Now look at the (row) index of your dataframe:

You will see that this index has a name (first_name), which is why ``first_name`` appears above "Annina" when your print out the data. You can also access it by typing ``df_wide.index.name``. Can you find a way to rename the index to ``name``?

Check out the documentation of the ``wide_to_long`` function (which is similar to ``melt``): https://pandas.pydata.org/docs/reference/api/pandas.wide_to_long.html. Can you use it to convert your data back to *long* format?

## Exercise 3

Read in the homicide data.

You would like to analyze homicide patterns across the globe. As a first step, you would like to know if homicide rates differ between continents. Use ``groupby`` to create an aggregated dataset called ``homicide_continents`` with the the homicide rate of the average country as well as the number of countries on each continent. It should look as follows:


|continent|mean| 	count|
| :- | -: | :-: |	
|Africa |	0.888916 |	50|
|Asia |	0.603732 |	43|
|Europe| 	0.218499| 	41|
|North America |	2.922844| 	25|
|Oceania |	0.568807 |	13|
|South America |	2.172048| 	11|



## Exercise 4

Now, you would like to find out if there is a correlation between homicide rates and life satisfaction. Import the the dataset "life_satisfaction_clean.csv" and merge it with your homicide data (keeping only the life statisfaction column).

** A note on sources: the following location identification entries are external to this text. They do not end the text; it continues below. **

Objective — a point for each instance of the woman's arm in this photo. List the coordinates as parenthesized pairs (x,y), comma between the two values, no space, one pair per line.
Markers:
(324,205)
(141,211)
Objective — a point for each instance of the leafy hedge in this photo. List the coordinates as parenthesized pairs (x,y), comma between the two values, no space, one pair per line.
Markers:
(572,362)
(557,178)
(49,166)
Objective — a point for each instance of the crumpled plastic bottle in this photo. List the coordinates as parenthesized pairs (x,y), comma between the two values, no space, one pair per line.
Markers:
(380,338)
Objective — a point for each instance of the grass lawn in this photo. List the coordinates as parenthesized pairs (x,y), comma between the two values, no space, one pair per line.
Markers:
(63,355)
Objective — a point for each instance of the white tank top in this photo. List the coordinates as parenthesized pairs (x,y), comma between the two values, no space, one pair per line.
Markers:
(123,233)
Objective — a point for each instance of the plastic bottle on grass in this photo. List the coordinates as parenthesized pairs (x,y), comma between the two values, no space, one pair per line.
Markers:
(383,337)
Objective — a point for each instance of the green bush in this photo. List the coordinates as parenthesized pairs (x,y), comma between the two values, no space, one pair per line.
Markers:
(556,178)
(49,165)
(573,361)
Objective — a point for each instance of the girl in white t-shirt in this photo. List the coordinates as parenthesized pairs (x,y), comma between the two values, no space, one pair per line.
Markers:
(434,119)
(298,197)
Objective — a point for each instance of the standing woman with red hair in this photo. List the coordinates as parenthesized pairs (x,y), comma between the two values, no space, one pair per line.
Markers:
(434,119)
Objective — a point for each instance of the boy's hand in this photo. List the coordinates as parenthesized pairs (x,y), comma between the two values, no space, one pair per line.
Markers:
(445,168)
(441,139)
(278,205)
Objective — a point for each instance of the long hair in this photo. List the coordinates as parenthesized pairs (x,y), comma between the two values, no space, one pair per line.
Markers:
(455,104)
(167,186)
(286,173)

Make sure no observations in your homicide data are dropped.

In [None]:
df = homicide.merge(satisfaction[["code", "life_satisfaction"]], on="code", how="left")

Group your countries into 5 quantiles according to their life satisfaction and print out the mean, median, minimum and maximum homicide rate for each group. 

## Exercise 5

Read in the file: ``real-gdp-per-capita.csv``. You will have to specifiy a few parameters to make sure this works properly. Try to read in the data in a way that requires only mimimal (or no) additional cleaning afterwards.

You would like to look at the GDP growth by continent. Merge your gdp data with the ``continent`` column from the dataset in the previous exercise. What kind of join did you perform?

Create a dataframe with the per-capita income growth (between 1950 and 2017) of the median country on each continent. The dataframe should have a row for each continent and a column with the respective growth rate. On which continent did the typical country fare best/worst?
<font color='violet'>
Hints: <font color='white'> You may need to group and reshape your data. If you keep only the years 1950 and 2017 before reshaping, your  dataset will be more compact.